BigBand Coevorden
  • Volgend optreden
  • Home
  • De Bigband
    • Huidige bezetting
    • Ontstaan
    • Waar en wanneer?
  • Mag ik meedoen?
  • Vacatures
  • Contact
  • Bandleden Only

Aflevering 23

26/1/2010

 

Albert

Op de muziekschool zie ik Jan Jannink nog wel eens. Als hoofdinstrument speelt hij klarinet, maar ik ben bij hem begonnen met de saxofoon. Onwillekeurig spreek je toch met elkaar over de klarinet. Ik vind het een mooi instrument en toen ik 13 jaar was, ben ik met dit instrument begonnen. Waarom ik dan nu saxofoon speel? Nou kijk, dat zit zo. Ik kreeg destijds klarinetles van de heer Bakema. Nee, niet die van Henk Elsink, maar klarinetist bij de Marinierskapel in Rotterdam. Wat een vak overigens. Elke week moest hij wel ergens opdraven in zijn galakostuum (in militaire termen ook wel GT (galatenue) genoemd) om al marcherend of in rotten van 4 en in de houding staand taptoes op te luisteren, nieuwe officieren te beëdigen, oude officieren te begraven, hoogwaardigheidsbekleders te verwelkomen etc. Mocht je dus zo'n functie ambiëren, denk goed na. Maar dit terzijde. Bakema dus. Hij had zo zijn opvattingen over saxofonisten. “Kijk”, zei hij dan:”klarinetspelen is hard werken. Omdat de boring cylindrisch is, blaast hij moeilijker aan, dan een saxofoon, die een conische boring heeft. Een saxofoon kan je met je neus nog aanblazen…”. En toen ik, nadat ik 30 jaar geen klarinet meer had aangeraakt, weer iets met muziek wilde doen en merkte, dat mijn embouchure op de klarinet helemaal weg was, besloot ik de bewering van Bakema te toetsen. En ja, hij had gelijk, al is het niet zo, dat je zonder enige oefening een goede toon uit de sax krijgt. Maar ik heb niet zo hoeven ploeteren als destijds, toen ik van de blokfluit overstapte op de klarinet.

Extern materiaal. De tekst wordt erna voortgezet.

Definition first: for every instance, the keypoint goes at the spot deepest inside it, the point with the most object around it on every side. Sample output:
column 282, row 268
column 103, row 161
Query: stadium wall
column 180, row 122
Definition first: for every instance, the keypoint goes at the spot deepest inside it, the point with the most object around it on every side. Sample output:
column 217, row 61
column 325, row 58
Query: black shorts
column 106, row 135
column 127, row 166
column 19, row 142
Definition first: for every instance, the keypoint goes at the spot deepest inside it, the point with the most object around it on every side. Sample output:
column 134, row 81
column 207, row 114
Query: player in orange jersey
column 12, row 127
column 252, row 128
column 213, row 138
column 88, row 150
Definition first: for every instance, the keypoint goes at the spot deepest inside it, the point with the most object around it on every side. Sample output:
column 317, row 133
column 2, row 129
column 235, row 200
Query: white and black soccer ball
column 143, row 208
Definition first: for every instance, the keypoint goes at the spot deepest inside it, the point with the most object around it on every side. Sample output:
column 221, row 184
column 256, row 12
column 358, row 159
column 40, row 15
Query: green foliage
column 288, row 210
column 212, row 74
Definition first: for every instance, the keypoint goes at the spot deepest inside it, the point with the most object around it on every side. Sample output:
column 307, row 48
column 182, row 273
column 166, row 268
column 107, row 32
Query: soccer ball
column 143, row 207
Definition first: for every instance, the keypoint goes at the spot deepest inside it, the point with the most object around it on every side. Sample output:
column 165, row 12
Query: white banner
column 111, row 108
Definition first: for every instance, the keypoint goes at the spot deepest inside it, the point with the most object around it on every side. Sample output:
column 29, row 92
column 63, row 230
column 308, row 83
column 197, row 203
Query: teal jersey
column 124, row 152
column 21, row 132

Een paar maanden terug kwam ik Jan Jannink weer tegen. Hij meldde trots tegen de aanwezigen en niemand in het bijzonder, dat hij een nieuwe klarinet had. Eén met beduidend meer kleppen. Nu moet je weten, dat Jan een voorkeur heeft voor klarinetten met het Duitse systeem. De toon is minder hard dan de Franse systemen. Ik heb zijn nieuwe klarinet gezien en inderdaad, het is een prachtig ding. Maar wat het meest opvalt, is dat mijn klarinet maar de helft van de kleppen en brillen heeft van die van Jan! “Jij zal dus wel een hééél eenvoudige klarinet hebben”, merkte Jan tactisch naar mij op. Inderdaad, dat is ook zo. Ik heb het Albertsysteem. 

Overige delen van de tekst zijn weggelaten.